Glacier in Patagonia

Viedma Glacier is a large glacier that is part of the huge Southern Patagonian Ice Field, located at the southern end of mainland South America. Viedma Glacier is a valley glacier and its moraine-rich terminus flows into the western end of Lake Viedma, which is fed primarily by its melting ice. Viedma Glacier is located in the undefined part of the limit between Chile and Argentina, in Argentinian legislature it is in Los Glaciares National Park which was declared a World Heritage Site in 1981. in Chilean legislature part of it is in Bernardo O'Higgins National Park. The Southern Patagonian Ice Field is 13,000 km2; Viedma Glacier is one of the Ice Field's 48 outlet glaciers that have more than 20 km2 of ice field area each.

==Glacier terminus==
Viedma Glacier's glacier terminus is about 2 km wide at the point it enters Lake Viedma. Chunks of ice fall off the terminus and float off into the lake, eventually melting. Glacial moraines are glacial debris of soil and rock that collect in front of, and along the sides of, the glacier as it flows across the land.

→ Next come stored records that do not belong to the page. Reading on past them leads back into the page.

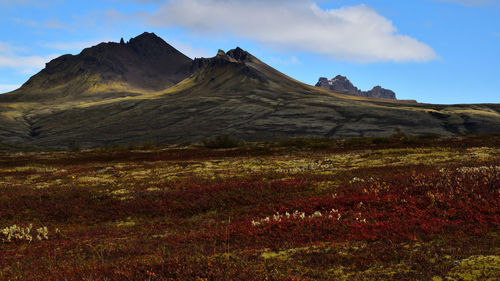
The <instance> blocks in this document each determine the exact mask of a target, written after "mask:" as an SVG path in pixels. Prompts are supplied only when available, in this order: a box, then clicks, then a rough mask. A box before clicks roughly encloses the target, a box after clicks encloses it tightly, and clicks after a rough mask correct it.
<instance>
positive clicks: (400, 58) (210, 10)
mask: <svg viewBox="0 0 500 281" xmlns="http://www.w3.org/2000/svg"><path fill="white" fill-rule="evenodd" d="M145 31H147V32H154V33H155V34H157V35H158V36H160V37H162V38H163V39H164V40H165V41H167V42H168V43H169V44H170V45H172V46H174V47H175V48H177V49H178V50H180V51H181V52H183V53H185V54H186V55H188V56H189V57H191V58H194V57H212V56H215V55H216V54H217V50H218V49H223V50H225V51H227V50H229V49H233V48H235V47H236V46H239V47H241V48H243V49H245V50H247V51H249V52H250V53H252V54H253V55H255V56H257V57H258V58H259V59H261V60H262V61H264V62H265V63H267V64H269V65H271V66H272V67H274V68H276V69H278V70H280V71H281V72H283V73H285V74H287V75H289V76H291V77H293V78H295V79H297V80H299V81H302V82H304V83H307V84H311V85H314V84H315V83H316V82H317V81H318V78H319V77H327V78H332V77H334V76H336V75H338V74H341V75H344V76H347V77H348V78H349V79H350V80H351V82H352V83H353V84H354V85H356V86H357V87H358V88H360V89H361V90H369V89H371V88H372V87H373V86H376V85H380V86H382V87H384V88H388V89H391V90H393V91H394V92H396V95H397V97H398V99H413V100H417V101H419V102H425V103H438V104H457V103H500V85H499V83H500V0H399V1H388V0H364V1H358V0H349V1H348V0H330V1H328V0H86V1H68V0H53V1H34V0H14V1H11V0H0V35H1V36H0V93H3V92H8V91H10V90H13V89H16V88H18V87H19V86H20V85H22V84H23V83H24V82H25V81H26V80H27V79H28V78H29V77H31V76H32V75H34V74H36V73H37V72H38V71H40V70H41V69H43V67H44V66H45V63H47V62H49V61H50V60H51V59H54V58H56V57H58V56H60V55H63V54H78V53H80V52H81V50H82V49H83V48H86V47H90V46H93V45H96V44H98V43H100V42H109V41H113V42H118V41H119V40H120V38H122V37H123V38H124V39H125V41H127V40H129V39H130V38H132V37H135V36H137V35H139V34H141V33H143V32H145Z"/></svg>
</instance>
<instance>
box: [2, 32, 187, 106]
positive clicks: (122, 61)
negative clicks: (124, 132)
mask: <svg viewBox="0 0 500 281" xmlns="http://www.w3.org/2000/svg"><path fill="white" fill-rule="evenodd" d="M191 63H192V60H191V59H190V58H189V57H187V56H185V55H184V54H182V53H181V52H179V51H178V50H176V49H175V48H173V47H172V46H170V45H169V44H167V43H166V42H165V41H164V40H163V39H161V38H160V37H158V36H156V35H155V34H154V33H147V32H145V33H143V34H141V35H139V36H137V37H135V38H132V39H130V41H129V42H127V43H125V42H124V41H123V39H122V40H121V42H120V43H113V42H109V43H101V44H99V45H97V46H94V47H91V48H87V49H84V50H83V51H82V52H81V53H80V54H78V55H76V56H73V55H64V56H61V57H58V58H56V59H54V60H52V61H50V62H49V63H47V64H46V67H45V68H44V69H43V70H42V71H40V72H39V73H38V74H36V75H34V76H33V77H31V78H30V79H29V80H28V81H27V82H26V83H24V85H22V87H21V88H20V89H18V90H17V91H14V92H13V93H10V94H8V95H5V96H2V100H6V99H10V100H11V101H23V102H26V101H36V102H40V101H46V100H49V101H54V100H75V99H93V98H95V96H97V98H98V99H100V98H102V97H100V95H102V94H106V95H108V96H107V97H106V98H110V96H109V94H111V95H112V96H114V95H120V94H122V95H123V94H124V93H126V92H133V91H138V92H144V91H156V90H162V89H165V88H167V87H169V86H172V85H175V84H177V83H178V82H180V81H182V80H183V79H185V78H186V77H188V76H189V75H191V74H192V73H191V72H190V71H189V67H188V66H190V65H191ZM111 92H112V93H111ZM112 96H111V97H112Z"/></svg>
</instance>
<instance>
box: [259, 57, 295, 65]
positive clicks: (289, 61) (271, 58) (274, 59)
mask: <svg viewBox="0 0 500 281" xmlns="http://www.w3.org/2000/svg"><path fill="white" fill-rule="evenodd" d="M267 62H268V63H270V64H278V65H300V64H302V63H301V62H300V60H299V59H298V58H297V57H296V56H291V57H289V58H281V57H269V58H268V60H267Z"/></svg>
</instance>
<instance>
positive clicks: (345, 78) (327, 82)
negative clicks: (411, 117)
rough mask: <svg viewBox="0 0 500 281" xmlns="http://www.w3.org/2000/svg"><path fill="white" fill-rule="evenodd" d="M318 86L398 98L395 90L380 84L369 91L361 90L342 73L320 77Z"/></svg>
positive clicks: (343, 93)
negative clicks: (325, 76) (341, 74)
mask: <svg viewBox="0 0 500 281" xmlns="http://www.w3.org/2000/svg"><path fill="white" fill-rule="evenodd" d="M316 87H320V88H323V89H328V90H332V91H334V92H337V93H342V94H348V95H353V96H358V97H369V98H382V99H392V100H395V99H396V94H395V93H394V92H393V91H391V90H388V89H384V88H382V87H380V86H375V87H373V89H371V90H369V91H361V90H360V89H358V88H357V87H355V86H354V85H353V84H352V83H351V81H349V79H347V78H346V77H345V76H342V75H337V76H335V77H334V78H332V79H330V80H328V79H327V78H325V77H320V78H319V81H318V83H316Z"/></svg>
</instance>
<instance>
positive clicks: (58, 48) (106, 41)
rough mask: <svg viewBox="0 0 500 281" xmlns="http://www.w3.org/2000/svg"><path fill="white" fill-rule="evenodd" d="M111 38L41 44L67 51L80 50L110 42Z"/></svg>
mask: <svg viewBox="0 0 500 281" xmlns="http://www.w3.org/2000/svg"><path fill="white" fill-rule="evenodd" d="M108 41H111V40H105V39H103V40H91V41H78V42H62V41H60V42H47V43H43V44H41V45H42V46H43V47H47V48H51V49H55V50H59V51H65V52H79V51H81V50H83V49H85V48H88V47H92V46H95V45H97V44H99V43H101V42H108Z"/></svg>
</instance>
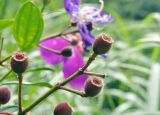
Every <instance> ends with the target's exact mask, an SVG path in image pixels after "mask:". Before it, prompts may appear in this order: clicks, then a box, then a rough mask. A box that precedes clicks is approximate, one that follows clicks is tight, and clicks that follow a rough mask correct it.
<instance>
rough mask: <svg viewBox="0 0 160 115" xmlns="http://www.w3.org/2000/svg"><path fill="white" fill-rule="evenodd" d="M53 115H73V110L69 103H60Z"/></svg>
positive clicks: (54, 109)
mask: <svg viewBox="0 0 160 115" xmlns="http://www.w3.org/2000/svg"><path fill="white" fill-rule="evenodd" d="M53 115H72V108H71V106H70V105H69V104H68V103H67V102H64V103H60V104H58V105H57V106H56V108H55V109H54V114H53Z"/></svg>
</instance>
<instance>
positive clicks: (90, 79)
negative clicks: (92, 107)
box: [85, 77, 104, 97]
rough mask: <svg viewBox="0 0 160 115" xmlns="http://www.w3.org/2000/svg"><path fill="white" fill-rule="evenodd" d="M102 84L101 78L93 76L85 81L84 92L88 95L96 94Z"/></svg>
mask: <svg viewBox="0 0 160 115" xmlns="http://www.w3.org/2000/svg"><path fill="white" fill-rule="evenodd" d="M103 86H104V84H103V81H102V79H101V78H98V77H94V78H92V79H89V80H87V81H86V84H85V93H86V96H88V97H93V96H96V95H98V94H99V93H100V91H101V89H102V88H103Z"/></svg>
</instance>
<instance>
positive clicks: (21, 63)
mask: <svg viewBox="0 0 160 115" xmlns="http://www.w3.org/2000/svg"><path fill="white" fill-rule="evenodd" d="M27 67H28V57H27V56H26V55H25V54H24V53H23V52H16V53H15V54H13V55H12V57H11V68H12V70H13V71H14V72H15V73H18V74H19V73H23V72H24V71H25V70H26V69H27Z"/></svg>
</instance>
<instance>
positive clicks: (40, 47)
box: [38, 44, 61, 55]
mask: <svg viewBox="0 0 160 115" xmlns="http://www.w3.org/2000/svg"><path fill="white" fill-rule="evenodd" d="M38 46H39V47H40V48H43V49H45V50H47V51H49V52H52V53H54V54H57V55H61V52H60V51H57V50H54V49H51V48H47V47H45V46H43V45H40V44H39V45H38Z"/></svg>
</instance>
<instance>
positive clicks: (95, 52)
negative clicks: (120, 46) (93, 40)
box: [93, 33, 113, 55]
mask: <svg viewBox="0 0 160 115" xmlns="http://www.w3.org/2000/svg"><path fill="white" fill-rule="evenodd" d="M112 43H113V40H112V37H110V36H109V35H107V34H104V33H103V34H101V35H99V36H98V37H97V38H96V39H95V41H94V43H93V51H94V53H95V54H97V55H101V54H105V53H107V52H108V51H109V50H110V49H111V47H112Z"/></svg>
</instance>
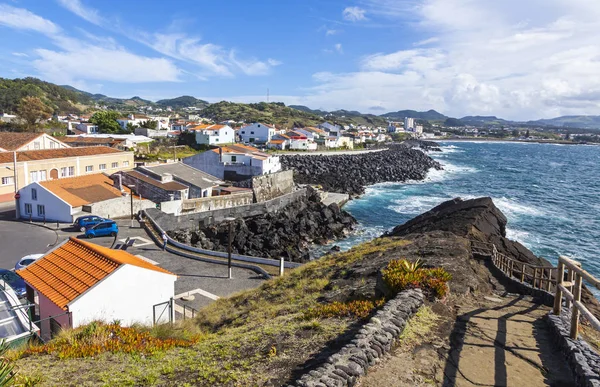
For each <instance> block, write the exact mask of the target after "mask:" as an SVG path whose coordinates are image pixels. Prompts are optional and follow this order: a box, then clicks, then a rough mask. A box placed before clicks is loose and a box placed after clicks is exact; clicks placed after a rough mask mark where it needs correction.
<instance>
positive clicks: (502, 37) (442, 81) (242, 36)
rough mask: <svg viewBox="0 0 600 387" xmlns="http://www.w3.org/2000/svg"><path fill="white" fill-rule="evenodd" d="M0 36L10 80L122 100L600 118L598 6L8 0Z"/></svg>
mask: <svg viewBox="0 0 600 387" xmlns="http://www.w3.org/2000/svg"><path fill="white" fill-rule="evenodd" d="M2 1H4V2H2ZM0 42H2V43H1V44H0V56H1V58H2V61H0V76H2V77H6V78H16V77H25V76H35V77H39V78H41V79H44V80H47V81H50V82H55V83H58V84H69V85H72V86H75V87H78V88H80V89H83V90H86V91H89V92H93V93H102V94H106V95H110V96H114V97H131V96H134V95H139V96H141V97H143V98H148V99H152V100H157V99H161V98H170V97H176V96H179V95H183V94H186V95H193V96H195V97H198V98H203V99H207V100H209V101H211V102H215V101H219V100H222V99H226V100H232V101H240V102H256V101H264V100H266V98H267V97H266V94H267V89H268V90H269V92H270V100H271V101H282V102H285V103H286V104H302V105H306V106H309V107H311V108H314V109H326V110H334V109H342V108H343V109H348V110H359V111H361V112H370V113H376V114H381V113H384V112H388V111H396V110H401V109H415V110H428V109H435V110H438V111H440V112H442V113H445V114H447V115H451V116H454V117H462V116H464V115H496V116H499V117H503V118H507V119H536V118H550V117H555V116H560V115H568V114H600V1H598V0H501V1H500V0H356V1H350V2H349V1H339V0H302V1H299V0H298V1H296V0H289V1H287V0H286V1H276V0H265V1H248V0H218V1H217V0H202V1H199V0H171V1H166V0H160V1H159V0H147V1H144V2H141V1H134V0H102V1H100V0H0Z"/></svg>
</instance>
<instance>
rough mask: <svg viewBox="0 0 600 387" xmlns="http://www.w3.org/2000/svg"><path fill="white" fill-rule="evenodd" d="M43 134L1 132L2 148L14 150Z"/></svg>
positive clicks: (14, 132)
mask: <svg viewBox="0 0 600 387" xmlns="http://www.w3.org/2000/svg"><path fill="white" fill-rule="evenodd" d="M41 135H43V133H19V132H0V148H2V149H6V150H7V151H14V150H17V149H19V148H20V147H22V146H23V145H26V144H28V143H30V142H31V141H33V140H35V139H36V138H38V137H40V136H41ZM11 160H12V156H11Z"/></svg>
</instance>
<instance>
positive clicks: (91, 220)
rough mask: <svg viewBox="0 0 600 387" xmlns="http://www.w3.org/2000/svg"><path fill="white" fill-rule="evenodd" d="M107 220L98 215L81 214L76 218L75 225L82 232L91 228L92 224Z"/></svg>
mask: <svg viewBox="0 0 600 387" xmlns="http://www.w3.org/2000/svg"><path fill="white" fill-rule="evenodd" d="M105 220H106V219H104V218H101V217H99V216H96V215H86V216H80V217H79V218H77V219H75V222H73V227H74V228H75V229H77V230H79V231H81V232H85V230H86V229H88V228H90V227H91V226H95V225H97V224H98V223H101V222H104V221H105Z"/></svg>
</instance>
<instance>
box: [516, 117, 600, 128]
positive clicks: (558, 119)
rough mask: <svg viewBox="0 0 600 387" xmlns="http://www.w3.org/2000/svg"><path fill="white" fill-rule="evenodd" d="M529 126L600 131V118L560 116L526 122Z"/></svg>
mask: <svg viewBox="0 0 600 387" xmlns="http://www.w3.org/2000/svg"><path fill="white" fill-rule="evenodd" d="M527 124H529V125H540V126H558V127H566V128H581V129H600V116H562V117H556V118H550V119H542V120H536V121H528V122H527Z"/></svg>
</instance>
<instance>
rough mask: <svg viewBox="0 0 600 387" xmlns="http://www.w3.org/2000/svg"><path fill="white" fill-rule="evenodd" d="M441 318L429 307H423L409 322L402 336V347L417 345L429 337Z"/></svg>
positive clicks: (401, 334) (420, 308) (439, 316)
mask: <svg viewBox="0 0 600 387" xmlns="http://www.w3.org/2000/svg"><path fill="white" fill-rule="evenodd" d="M439 319H440V316H438V315H437V314H435V313H434V312H433V310H431V308H430V307H429V306H423V307H421V308H420V309H419V311H418V312H417V313H416V314H415V315H414V316H413V318H411V319H410V320H408V322H407V323H406V327H405V328H404V331H403V332H402V334H401V335H400V338H399V344H400V345H411V346H413V345H417V344H419V343H420V342H421V340H422V339H424V338H425V337H427V336H428V334H429V332H430V331H431V329H432V328H433V327H434V326H435V325H436V324H437V322H438V320H439Z"/></svg>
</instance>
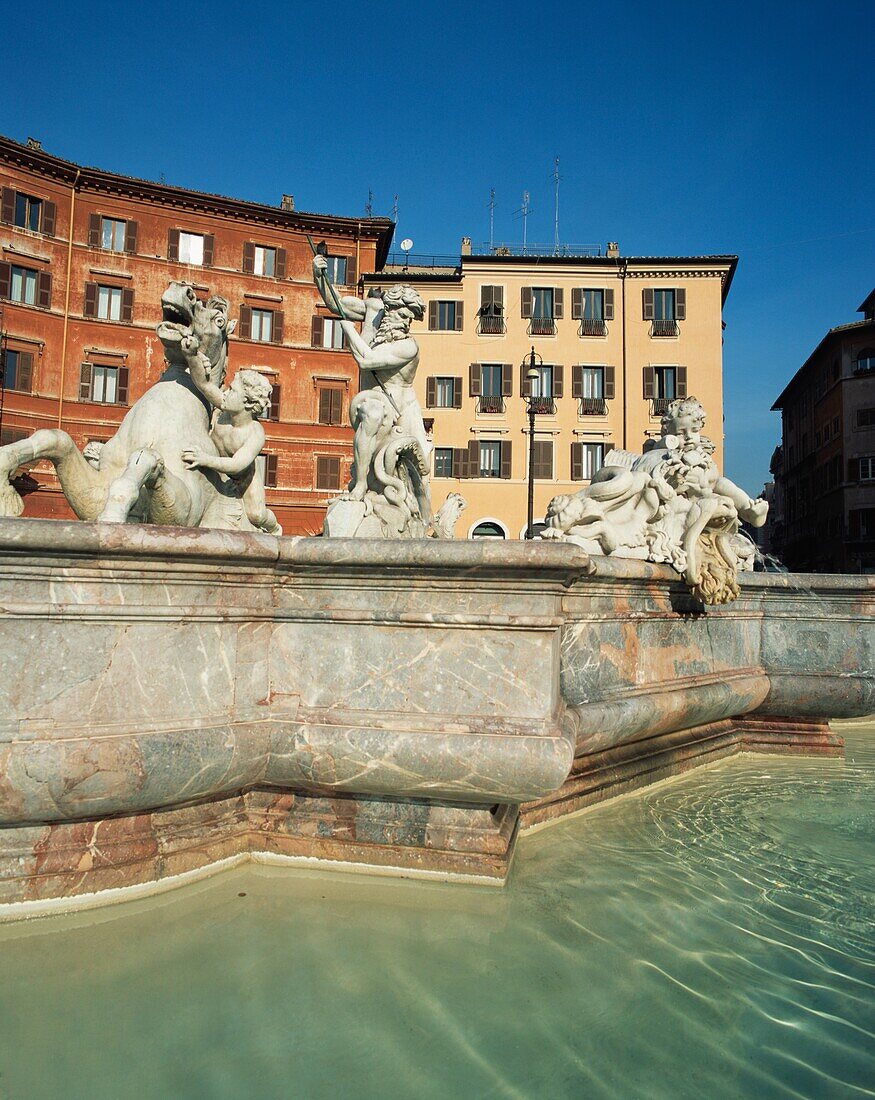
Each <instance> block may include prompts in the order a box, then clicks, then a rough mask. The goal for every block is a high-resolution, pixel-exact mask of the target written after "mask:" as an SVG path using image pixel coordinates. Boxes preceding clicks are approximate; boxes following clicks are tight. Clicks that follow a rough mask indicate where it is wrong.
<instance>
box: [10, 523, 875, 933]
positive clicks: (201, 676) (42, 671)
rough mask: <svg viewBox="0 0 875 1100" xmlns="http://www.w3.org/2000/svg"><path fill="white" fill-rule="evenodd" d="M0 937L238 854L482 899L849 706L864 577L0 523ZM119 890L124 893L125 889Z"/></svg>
mask: <svg viewBox="0 0 875 1100" xmlns="http://www.w3.org/2000/svg"><path fill="white" fill-rule="evenodd" d="M0 562H1V563H2V569H0V621H1V624H2V626H1V627H0V629H2V646H0V915H7V916H15V915H25V914H26V913H29V912H36V911H39V909H40V906H41V905H55V904H58V902H62V903H64V904H67V903H69V904H75V903H77V899H78V902H79V903H81V902H83V901H87V903H91V902H92V901H95V900H96V901H98V902H99V901H101V900H109V899H111V898H114V897H117V891H118V890H119V889H121V888H125V889H124V895H130V892H131V889H138V888H139V889H155V888H163V887H166V886H171V884H176V883H179V882H184V881H186V880H188V879H190V878H192V877H195V876H198V875H203V873H207V872H209V871H211V870H215V869H217V868H220V867H225V866H228V865H229V862H230V861H240V860H244V859H260V860H274V861H288V862H292V864H294V862H299V864H313V862H325V864H328V865H330V866H332V867H352V868H358V869H364V870H381V871H391V872H395V873H404V875H424V876H438V877H441V878H449V879H456V878H458V879H461V880H472V881H481V882H499V883H500V882H501V881H503V879H504V877H505V876H506V873H507V870H508V867H510V864H511V858H512V855H513V849H514V844H515V840H516V837H517V835H518V834H519V832H521V831H525V829H531V828H534V827H536V826H540V825H544V824H546V823H548V822H550V821H553V820H556V818H559V817H561V816H565V815H567V814H569V813H573V812H577V811H579V810H582V809H584V807H587V806H590V805H592V804H593V803H595V802H600V801H603V800H605V799H609V798H612V796H614V795H616V794H620V793H622V792H624V791H628V790H632V789H634V788H636V787H641V785H643V784H646V783H650V782H654V781H656V780H661V779H666V778H668V777H670V775H672V774H677V773H679V772H681V771H685V770H687V769H689V768H691V767H694V766H697V764H701V763H707V762H709V761H712V760H717V759H720V758H722V757H725V756H729V755H732V753H734V752H739V751H775V752H777V751H785V752H797V753H822V755H840V753H841V752H842V740H841V737H840V736H839V735H836V734H834V733H832V731H831V730H830V729H829V727H828V725H827V719H829V718H834V717H855V716H861V715H865V714H868V713H871V712H873V711H875V678H874V676H873V660H872V649H873V629H872V623H873V607H874V606H875V579H873V577H868V576H833V575H805V576H803V575H792V574H746V575H745V577H744V582H743V584H742V594H741V597H740V598H739V599H737V601H736V602H735V603H733V604H730V605H725V606H720V607H704V606H703V605H701V604H699V603H697V602H696V601H694V599H693V598H692V597H691V596H690V595H689V593H688V592H687V590H686V587H685V585H683V584H682V583H681V581H680V580H679V577H678V576H677V574H676V573H675V572H674V571H672V570H671V569H669V568H668V566H663V565H652V564H647V563H645V562H639V561H623V560H617V559H610V558H590V557H589V555H587V554H586V553H583V552H582V551H581V550H579V549H577V548H575V547H573V546H569V544H560V543H540V542H510V541H508V542H493V541H480V542H467V541H466V542H462V541H459V542H453V541H438V540H427V539H425V540H408V541H392V540H359V539H357V540H352V539H321V538H280V539H277V538H273V537H271V536H266V535H260V533H243V532H236V531H217V530H199V529H194V530H193V529H184V528H172V527H154V526H139V525H101V524H89V522H63V521H57V520H37V519H2V520H0ZM128 888H130V889H128Z"/></svg>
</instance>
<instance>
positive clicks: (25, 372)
mask: <svg viewBox="0 0 875 1100" xmlns="http://www.w3.org/2000/svg"><path fill="white" fill-rule="evenodd" d="M32 388H33V352H31V351H20V352H19V372H18V376H17V378H15V389H23V390H24V392H25V393H28V394H29V393H30V392H31V389H32Z"/></svg>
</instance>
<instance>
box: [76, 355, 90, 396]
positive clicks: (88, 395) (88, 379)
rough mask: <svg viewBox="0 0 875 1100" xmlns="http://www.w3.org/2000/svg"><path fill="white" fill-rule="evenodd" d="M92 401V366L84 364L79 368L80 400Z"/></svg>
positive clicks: (87, 364) (89, 363)
mask: <svg viewBox="0 0 875 1100" xmlns="http://www.w3.org/2000/svg"><path fill="white" fill-rule="evenodd" d="M90 399H91V364H90V363H83V365H81V366H80V367H79V400H80V401H90Z"/></svg>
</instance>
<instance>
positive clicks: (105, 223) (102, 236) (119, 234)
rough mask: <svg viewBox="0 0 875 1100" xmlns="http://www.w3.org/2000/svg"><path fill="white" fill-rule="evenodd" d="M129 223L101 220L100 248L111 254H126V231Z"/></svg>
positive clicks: (116, 220) (118, 221)
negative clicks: (124, 234) (126, 228)
mask: <svg viewBox="0 0 875 1100" xmlns="http://www.w3.org/2000/svg"><path fill="white" fill-rule="evenodd" d="M125 227H127V222H123V221H119V220H118V219H117V218H101V219H100V248H101V249H108V250H109V251H110V252H124V230H125Z"/></svg>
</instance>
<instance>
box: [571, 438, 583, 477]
mask: <svg viewBox="0 0 875 1100" xmlns="http://www.w3.org/2000/svg"><path fill="white" fill-rule="evenodd" d="M571 481H583V444H582V443H572V444H571Z"/></svg>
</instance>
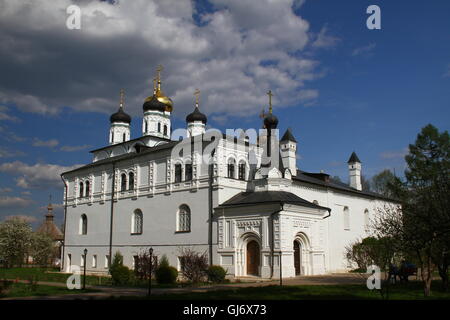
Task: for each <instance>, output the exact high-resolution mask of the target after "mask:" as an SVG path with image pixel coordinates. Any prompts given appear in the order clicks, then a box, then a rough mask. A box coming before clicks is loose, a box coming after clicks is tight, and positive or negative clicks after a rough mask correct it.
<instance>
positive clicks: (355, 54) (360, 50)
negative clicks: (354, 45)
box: [352, 43, 377, 56]
mask: <svg viewBox="0 0 450 320" xmlns="http://www.w3.org/2000/svg"><path fill="white" fill-rule="evenodd" d="M376 46H377V45H376V43H370V44H368V45H366V46H363V47H358V48H355V49H354V50H353V52H352V56H359V55H361V54H368V53H370V52H371V51H372V50H373V49H375V47H376Z"/></svg>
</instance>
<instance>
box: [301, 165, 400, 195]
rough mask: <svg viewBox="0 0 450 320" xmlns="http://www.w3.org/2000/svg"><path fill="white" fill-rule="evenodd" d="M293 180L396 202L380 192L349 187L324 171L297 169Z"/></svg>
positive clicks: (360, 194) (341, 190) (342, 182)
mask: <svg viewBox="0 0 450 320" xmlns="http://www.w3.org/2000/svg"><path fill="white" fill-rule="evenodd" d="M292 179H293V180H296V181H300V182H305V183H311V184H315V185H319V186H323V187H325V188H331V189H335V190H339V191H347V192H351V193H356V194H359V195H362V196H368V197H371V198H377V199H382V200H389V201H395V202H398V201H397V200H396V199H392V198H389V197H386V196H383V195H381V194H378V193H375V192H371V191H365V190H357V189H355V188H352V187H350V186H349V185H348V184H345V183H343V182H338V181H335V180H333V179H330V178H329V175H328V174H326V173H312V172H305V171H301V170H297V175H295V176H292Z"/></svg>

The dark parallel lines inside the white central mass of the Viedma Glacier show where the debris-filled moraines have become entwined within the center of the new glacial ice mass as it forms. At right angles to the glacial moraines in the middle, crevasses, large, canyon-sized cracks, are apparent in the grey-brown ice that can be seen along the sides of the glacier. These cracks are formed from the stress arising between ice along the valley walls (that is slower moving as the friction is greater) and the relatively fast moving ice at the glacier's center. On the southwestern side of the glacier terminus, calving of ice is visible. The glacier terminus ends in a cliff.